El cortejo fúnebre
Un gran
cortejo fúnebre se abrió en esas empinadas calles de un barrio de calles con
nombres llenos de homenajes a los montes y volcanes de los andes ecuatorianos.
Creció en un volcán, el de la cordillera occidental norte, al sur de Quito. La
procesión tenía olor a fiesta porque la muerte estaba asociada con una semana
de vacaciones en la escuela. La casa se fue llenando de gente que iba y venía alrededor
de un féretro. Con Rocío y Beatriz deambularon por los patios, mientras gente
adusta se contemplaba. No recordaba haber visto a su papá. El féretro fue un
gran misterio. Todos se acercaban a ver una caja de madera. Había comida,
bebida y caras tristes. La imagen no se le ha borrado con los años. En los días
siguientes halló un perro en la calle, cuando el frío en la ciudad soplaba de
este a oeste, de sur a norte. El perro lo seguía a todas partes.
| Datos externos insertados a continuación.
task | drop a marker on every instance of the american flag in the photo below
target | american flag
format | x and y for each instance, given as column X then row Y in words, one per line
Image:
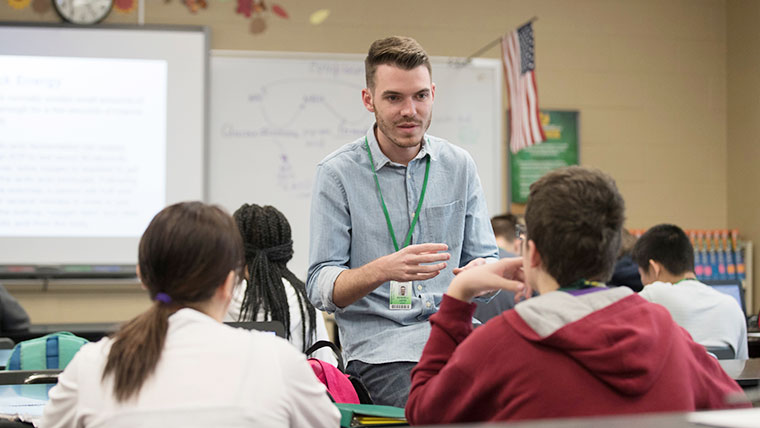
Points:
column 519, row 66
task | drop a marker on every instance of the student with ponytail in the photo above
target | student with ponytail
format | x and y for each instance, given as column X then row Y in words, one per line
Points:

En la tienda
de la esquina ya no le miraban como el delincuente que intentó robar un guineo
y que les costó la más grandiosa tunda de la mujer que vio en el féretro. Su
rostro era adusto. Era el rostro más hermoso que había visto en su vida. Y había
visto muchas mujeres, demasiadas. Sus cejas eran perfectas, sus pómulos
dibujaban un rostro que le había acompañado toda su vida. Ese momento, él
frente al féretro, marcó el antes y después de su vida.
El perro lo
siguió por esa calle empinada y nunca más se volvió a separar. Era su compañero
de vida. Caminaba con él, le guiaba su vida con paletó de por medio. Lo
acompañó en ese amor apasionado que sintió por su profesora, por su primera
profesora que renunció a la escuela y lo fue a dejar en otro grado lleno de
niños bulliciosos y belicosos. Una niña alta y fornida se convirtió en su
sombra. Fue su luz. Nadie podía acercarse a él. Así comenzó su vida vagabunda.
En medio de un funeral y una fiesta. El cortejo fúnebre que años después vería
en Guayaquil, en esa ciudad donde su padrino le tiró las puertas en la cara.